3. Hukuk Dairesi Esas No: 2013/876 Karar No: 2013/1190 Karar Tarihi: 28.01.2013
Yargıtay 3. Hukuk Dairesi 2013/876 Esas 2013/1190 Karar Sayılı İlamı
3. Hukuk Dairesi 2013/876 E. , 2013/1190 K.
"İçtihat Metni"
MAHKEMESİ :ASLİYE ... MAHKEMESİ
Dava dilekçesinde davalı aleyhine girişilen takibe vaki itirazın iptali ile davalı adına kayıtlı menkul ve gayrimenkuller üzerine ihtiyati tedbir konulması istenilmiştir. Mahkemece ihtiyati tedbir isteminin reddi cihetine gidilmiş, bu karar davacı vekili tarafından temyiz edilmiştir.
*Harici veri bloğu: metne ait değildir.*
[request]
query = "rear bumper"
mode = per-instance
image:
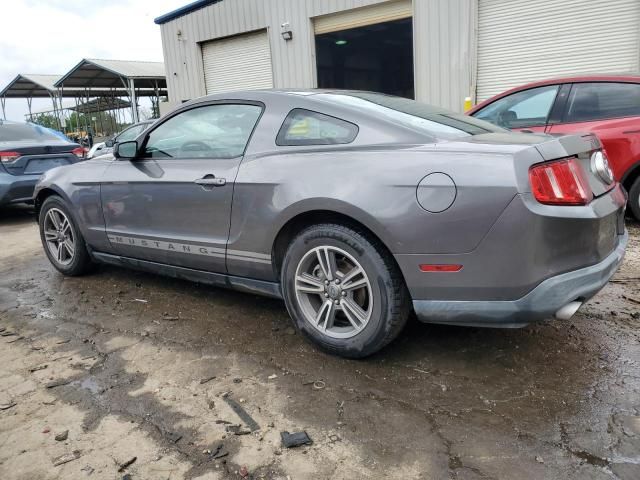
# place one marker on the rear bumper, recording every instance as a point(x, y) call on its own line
point(540, 303)
point(17, 189)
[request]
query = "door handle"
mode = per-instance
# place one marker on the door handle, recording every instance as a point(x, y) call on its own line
point(211, 181)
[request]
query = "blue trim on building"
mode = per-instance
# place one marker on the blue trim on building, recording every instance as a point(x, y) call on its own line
point(191, 7)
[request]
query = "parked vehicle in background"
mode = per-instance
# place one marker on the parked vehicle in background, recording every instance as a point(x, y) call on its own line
point(26, 151)
point(606, 105)
point(129, 133)
point(354, 207)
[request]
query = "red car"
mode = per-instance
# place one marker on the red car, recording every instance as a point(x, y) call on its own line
point(606, 105)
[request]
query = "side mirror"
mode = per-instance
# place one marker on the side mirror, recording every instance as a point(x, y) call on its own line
point(126, 150)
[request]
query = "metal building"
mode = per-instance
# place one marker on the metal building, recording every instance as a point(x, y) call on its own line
point(437, 51)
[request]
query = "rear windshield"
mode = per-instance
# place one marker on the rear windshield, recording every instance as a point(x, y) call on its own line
point(418, 116)
point(21, 132)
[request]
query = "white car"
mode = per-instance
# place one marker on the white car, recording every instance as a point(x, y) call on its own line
point(129, 133)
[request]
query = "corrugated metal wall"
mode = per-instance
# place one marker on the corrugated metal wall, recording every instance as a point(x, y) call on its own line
point(444, 47)
point(442, 39)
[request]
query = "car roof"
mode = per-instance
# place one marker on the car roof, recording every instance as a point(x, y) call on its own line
point(610, 77)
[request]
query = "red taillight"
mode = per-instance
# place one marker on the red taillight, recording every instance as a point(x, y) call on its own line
point(428, 267)
point(562, 182)
point(8, 156)
point(78, 152)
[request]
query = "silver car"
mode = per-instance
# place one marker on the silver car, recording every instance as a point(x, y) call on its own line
point(356, 208)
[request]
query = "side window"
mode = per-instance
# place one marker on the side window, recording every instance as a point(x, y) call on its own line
point(596, 101)
point(130, 134)
point(529, 108)
point(212, 131)
point(304, 127)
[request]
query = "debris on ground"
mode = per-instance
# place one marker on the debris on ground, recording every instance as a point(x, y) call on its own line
point(66, 458)
point(292, 440)
point(123, 466)
point(57, 383)
point(217, 452)
point(173, 437)
point(237, 430)
point(242, 413)
point(87, 469)
point(632, 299)
point(7, 406)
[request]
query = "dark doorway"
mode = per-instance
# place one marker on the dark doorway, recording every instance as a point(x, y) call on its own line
point(377, 57)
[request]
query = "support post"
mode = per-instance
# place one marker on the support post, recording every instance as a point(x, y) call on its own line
point(134, 101)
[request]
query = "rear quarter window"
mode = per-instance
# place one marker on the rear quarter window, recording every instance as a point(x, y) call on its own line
point(305, 127)
point(602, 100)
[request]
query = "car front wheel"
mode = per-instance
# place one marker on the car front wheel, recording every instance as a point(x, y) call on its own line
point(343, 290)
point(62, 241)
point(634, 198)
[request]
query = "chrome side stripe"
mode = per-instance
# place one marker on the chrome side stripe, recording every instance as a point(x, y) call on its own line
point(189, 248)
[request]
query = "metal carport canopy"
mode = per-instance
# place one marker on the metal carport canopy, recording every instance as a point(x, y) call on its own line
point(136, 78)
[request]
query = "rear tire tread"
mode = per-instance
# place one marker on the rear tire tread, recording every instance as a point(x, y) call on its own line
point(399, 298)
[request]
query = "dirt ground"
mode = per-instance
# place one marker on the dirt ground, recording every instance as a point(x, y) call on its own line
point(139, 366)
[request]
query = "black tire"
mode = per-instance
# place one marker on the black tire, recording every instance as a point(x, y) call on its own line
point(390, 303)
point(81, 260)
point(634, 198)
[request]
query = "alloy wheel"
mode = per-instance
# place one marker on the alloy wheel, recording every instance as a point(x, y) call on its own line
point(59, 236)
point(333, 292)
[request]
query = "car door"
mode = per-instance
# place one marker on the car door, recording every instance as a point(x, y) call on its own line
point(527, 110)
point(611, 110)
point(172, 203)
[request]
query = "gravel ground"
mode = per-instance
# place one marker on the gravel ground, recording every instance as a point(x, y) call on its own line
point(139, 366)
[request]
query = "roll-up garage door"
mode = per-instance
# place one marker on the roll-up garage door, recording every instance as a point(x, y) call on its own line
point(520, 41)
point(360, 17)
point(237, 63)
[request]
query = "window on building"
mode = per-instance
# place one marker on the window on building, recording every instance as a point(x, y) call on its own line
point(600, 100)
point(213, 131)
point(304, 127)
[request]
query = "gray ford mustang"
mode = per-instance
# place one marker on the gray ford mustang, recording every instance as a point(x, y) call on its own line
point(355, 208)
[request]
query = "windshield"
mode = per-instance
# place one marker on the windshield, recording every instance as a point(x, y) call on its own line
point(418, 116)
point(26, 132)
point(131, 133)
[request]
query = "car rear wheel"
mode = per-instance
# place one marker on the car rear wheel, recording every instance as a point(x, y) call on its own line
point(634, 198)
point(62, 241)
point(343, 290)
Y A R G I T A Y K A R A R I
Temyiz isteminin süresi içinde olduğu anlaşıldıktan sonra dosyadaki bütün kağıtlar okunup gereği düşünüldü. Davacı vekili dilekçesinde; müvekkili ile davalı arasında taşınmaz satışına ilişkin sözleşme imzalandığını, ancak satış bedeline mahsuben 500 TL alan davalının tapuda devir işlemine yanaşmadığını, bu nedenle, öncelikle davalıya ait menkul ve gayrimenkuller üzerine ihtiyati tedbir konulması için karar verilmesini; bundan sonra davalıya ödenen peşinat ile sözleşmede yer alan cezai şartın tahsili için başlatılan takibe vaki itirazın iptali ile takibin devamına ve ayrıca davalıdan icra inkâr tazminatının tahsiline karar verilmesini talep etmiştir. Mahkemece; tensip kararı ile tedbir talebinin reddine karar verilmiş, kararı davacı vekili süresinde temyiz etmiştir. Somut olayda, temyize konu edilen, ihtiyati tedbir talebinin reddine ilişkin kararın, 6100 sayılı HMK. nun yürürlükte olduğu dönemde verildiği anlaşılmaktadır. 6100 sayılı HMK. nun 341. maddesi “İlk derece mahkemelerinden verilen nihai kararlar ile ihtiyati tedbir, ihtiyati haciz taleplerinin reddi ve bu taleplerin kabulü hâlinde, itiraz üzerine verilecek kararlara karşı istinaf yoluna başvurulabilir.” hükmünü içermektedir. Ne var ki aynı kanunun Geçici ....maddesi ile de “Bölge adliye mahkemelerinin 26.09.2004 tarihli ve 5235 sayılı Adli Yargı ilk derece mahkemeleri ile bölge adliye mahkemelerinin kuruluş, görev ve yetkileri hakkında kanunun geçici ....maddesi uyarınca Resmi Gazete"de ilan edilecek göreve başlama tarihine kadar 1086 sayılı kanunun temyize ilişkin yürürlükteki hükümlerinin uygulanmasına devam olunur.” hükmü getirilmiştir. . Şu durumda, uyuşmazlığa, 1086 sayılı HUMK. nun temyize ilişkin hükümlerinin uygulanacağı açıktır. Bu açıklamaların ışığı altında somut olay ele alındığında; 1086 sayılı HUMK. nun 427.maddesine göre temyiz, mahkemelerden verilen nihai kararlara karşı başvurulacak kanun yoludur. İhtiyati tedbir kararı ise, geçici nitelikte bir önlem olup, durum ve şartların değişmesi halinde değiştirilebileceğinden buna ilişkin mahkeme kararının temyiz edilme olanağı yoktur. Bu itibarla; davacı vekili, temyiz edilme olanağı bulunmayan ihtiyati tedbir talebinin reddi kararını temyiz etmiş bulunduğundan temyiz talebinin REDDİNE, peşin alınan temyiz harcının istek halinde temyiz edene iadesine, 28.01.2013 tarihinde oybirliğiyle karar verildi.